Toward the end of the 2008 Fall semester, well before we could retreat to the solitude of winter break, my colleagues and I were asked about the courses we’d like to teach the following summer.
Forecasting the twists and turns of an academic calendar was never a strength of mine, but neither was keeping quiet. So in an attempt to change the image of the crotchety full professor, I offered the amicable response: whatever works best for the program and college.
The best response would have been to say nothing, to ride out the year teaching courses that I've helped craft over time. Besides, I had a teaching engagement in Turkey, the planning of which would occupy considerable time in the weeks leading to summer.
Before I realized my error, though, a smile broke out on our program coordinator's face. Her reply was quick and direct. "Great, we really need a social justice course."
And so the fun began.
Truth is, it sounded terrific. Social justice is at the heart of Lehigh’s College of Education and, as a counseling psychologist, it’s at the core of my beliefs. But while we proudly carry the torch of social justice, understanding the nuts and bolts was a different matter. I had six months to pull the course together and figure out what, exactly, social justice is.
Six months is a considerable amount of time, and so I did what any full professor who thinks he or she can do anything would do in such a circumstance: I waited. Better yet, I purposefully forgot, which, in reality, is more in line with what full professors who are full of themselves do.
That came to a sudden end as the Spring semester began to wind down. In the final, disconcerting weeks, I was woken from my stupor when I received a few notes from students who indicated they were excited to take the course. I asked them if they were sure and noted that there were probably many more courses that would ft their schedule. It was a not-too-subtle diversionary tactic that failed, miserably.
And so I went to work. To be fair, the concept of social justice was familiar to me and was the constant thread that connected my other classes. At the macro level, social justice, in its simplest form, is related to countering the effects of an oppressive society - one underwritten by streams of racism, sexism, homophobia, etc. As I continued researching, however, I found varied definitions. Some resources had no definition at all.
I suspect those authors were like me, except they were asked to write a book instead of teach a class.
In the end, I found what I think was the best definition of social justice by Wronka (2008), who used the etymological roots to offer a fne and articulate definition. Social refers to friends, allies, and partners who share, accompany, and act together; Justice is what is just, equitable, fair, and right. Therefore, social justice is doing right among friends in ways that are equitable and fair, and unite us.
As researchers and practitioners, we all agree that social justice is linked with, and inseparable from, human rights. And they are, by no means, new concepts: Plato encouraged the idea that “Rulers should not own private property so they could concentrate on the common good.”
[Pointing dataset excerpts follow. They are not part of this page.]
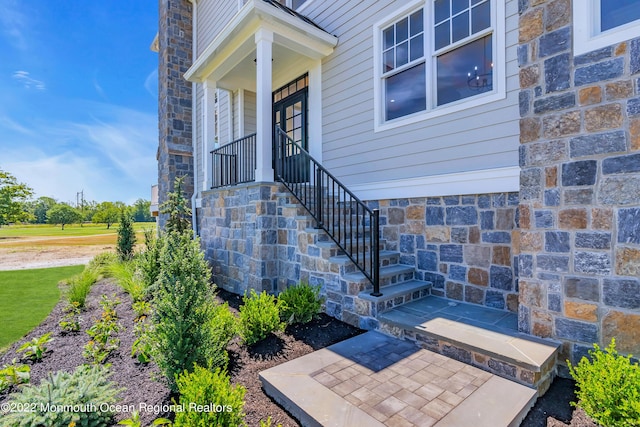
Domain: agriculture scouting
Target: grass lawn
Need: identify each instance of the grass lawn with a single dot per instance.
(47, 230)
(27, 297)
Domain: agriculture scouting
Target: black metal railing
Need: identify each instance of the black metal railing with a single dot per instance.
(234, 163)
(351, 224)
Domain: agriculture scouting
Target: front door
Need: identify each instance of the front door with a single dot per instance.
(290, 114)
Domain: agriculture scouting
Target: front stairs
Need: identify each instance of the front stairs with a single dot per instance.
(483, 337)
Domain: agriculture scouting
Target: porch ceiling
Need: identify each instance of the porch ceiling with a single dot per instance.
(229, 58)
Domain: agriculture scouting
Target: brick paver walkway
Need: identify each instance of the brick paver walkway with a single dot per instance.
(375, 380)
(401, 385)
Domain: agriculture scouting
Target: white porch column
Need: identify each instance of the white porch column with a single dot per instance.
(208, 130)
(264, 107)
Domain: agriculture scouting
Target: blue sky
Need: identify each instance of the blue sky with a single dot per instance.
(78, 97)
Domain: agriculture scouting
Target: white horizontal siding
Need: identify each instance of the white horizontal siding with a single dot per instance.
(477, 138)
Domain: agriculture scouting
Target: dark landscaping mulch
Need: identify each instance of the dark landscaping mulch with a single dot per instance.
(144, 384)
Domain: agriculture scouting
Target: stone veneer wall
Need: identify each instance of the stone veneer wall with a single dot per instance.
(175, 157)
(257, 237)
(462, 244)
(580, 185)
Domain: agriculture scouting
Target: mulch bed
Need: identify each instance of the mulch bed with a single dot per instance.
(143, 383)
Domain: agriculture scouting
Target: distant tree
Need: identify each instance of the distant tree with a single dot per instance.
(126, 236)
(141, 211)
(107, 213)
(13, 195)
(40, 208)
(177, 207)
(63, 214)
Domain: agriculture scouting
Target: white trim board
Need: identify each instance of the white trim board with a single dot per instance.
(487, 181)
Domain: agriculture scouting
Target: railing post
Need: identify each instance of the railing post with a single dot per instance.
(319, 198)
(375, 253)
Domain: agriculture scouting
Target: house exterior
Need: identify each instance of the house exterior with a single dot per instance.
(497, 141)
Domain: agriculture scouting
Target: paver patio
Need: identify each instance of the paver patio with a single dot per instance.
(377, 380)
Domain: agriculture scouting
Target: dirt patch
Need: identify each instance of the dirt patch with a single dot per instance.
(143, 383)
(24, 257)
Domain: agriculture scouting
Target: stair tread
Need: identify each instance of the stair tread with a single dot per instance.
(391, 291)
(386, 271)
(490, 337)
(343, 259)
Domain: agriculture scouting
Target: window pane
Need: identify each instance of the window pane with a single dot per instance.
(405, 92)
(459, 6)
(416, 22)
(460, 27)
(441, 8)
(297, 3)
(615, 13)
(442, 35)
(402, 30)
(402, 54)
(388, 60)
(416, 47)
(481, 17)
(457, 77)
(387, 36)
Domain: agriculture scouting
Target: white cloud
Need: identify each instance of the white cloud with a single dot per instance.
(27, 81)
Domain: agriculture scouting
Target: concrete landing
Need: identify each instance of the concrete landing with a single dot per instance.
(377, 380)
(476, 335)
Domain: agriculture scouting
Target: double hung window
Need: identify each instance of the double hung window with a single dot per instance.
(601, 23)
(437, 54)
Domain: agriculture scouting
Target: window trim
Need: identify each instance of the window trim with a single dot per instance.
(498, 28)
(587, 36)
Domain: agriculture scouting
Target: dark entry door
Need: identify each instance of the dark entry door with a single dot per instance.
(290, 114)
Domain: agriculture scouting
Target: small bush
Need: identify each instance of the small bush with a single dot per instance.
(36, 348)
(128, 278)
(14, 374)
(148, 261)
(126, 236)
(608, 387)
(224, 402)
(182, 306)
(223, 327)
(78, 286)
(70, 322)
(300, 303)
(101, 263)
(87, 385)
(259, 316)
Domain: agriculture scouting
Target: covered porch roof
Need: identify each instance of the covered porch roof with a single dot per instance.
(229, 59)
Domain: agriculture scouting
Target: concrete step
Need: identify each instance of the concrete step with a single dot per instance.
(476, 335)
(376, 380)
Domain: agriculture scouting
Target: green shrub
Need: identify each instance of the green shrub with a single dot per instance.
(148, 261)
(259, 316)
(70, 321)
(300, 303)
(126, 236)
(36, 348)
(87, 385)
(14, 374)
(129, 279)
(608, 387)
(225, 403)
(78, 286)
(223, 327)
(182, 306)
(102, 262)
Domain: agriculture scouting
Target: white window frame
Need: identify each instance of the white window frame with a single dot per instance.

The Code of Hammurabi was put together in 1760 BC and identified 300 laws or codes of ethical conduct. A person caught stealing was put to death, for example—though, interestingly, these violators had the option of being thrown in the Euphrates River instead, with the caveat if they came out alive they would be declared innocent.
There were also the Magna Carta (1215), the Iroquois Confederacy (1800s), the declaration of Independence (1776), the U.S. Constitution (1789), and the Bill of Rights (1791), all of which served as a foundation for the United Nations United Declaration of Human Rights (UDHR).
The creation of the UDHR document was done via a committee and chaired by Eleanor Roosevelt, and endorsed by the U.N. General Assembly on December 10, 1948. The UDHR consists of five core notions, including human dignity; nondiscrimination; civil and political rights; economic, social, and cultural rights; and solidarity rights.
The document was quite an accomplishment given that no country voted against it (48 for and 8 abstentions). To be sure, there was much quibbling. For example, the Soviet Union opposed the notion of freedom of speech, South Africa thought the notion of human dignity would mess up their system of apartheid, the U.S. was not keen on aspects that would limit use of the death penalty, some theocratic monarchies such as Saudi Arabia didn’t like the idea of freedom of religion, and—I kid you not—the United kingdom insisted on a statement that included the right to periodic holidays with pay.
It was only after the U.N. and UDHR that nations had a structure to look at human rights violations in other countries as well as their own. The UDHR continues to influence international debate, such as the notion that healthcare is a right that all people should have. Its impact on the social justice movement is clear.
All quite fascinating, and interesting fodder for a summer class. In one particular project, my students decided on a salary structure for occupations based on Aristotle’s notion of how much “good” is afforded to society based on the tasks of that occupation. needless to say, occupations in education and human services were well compensated. And perhaps, that’s the way it really should be, because what more important work is there than working with children, adults, and families to ease their suffering and facilitate them reaching their potential?
In the end, perhaps the take home message is social justice practitioners all deserve a raise!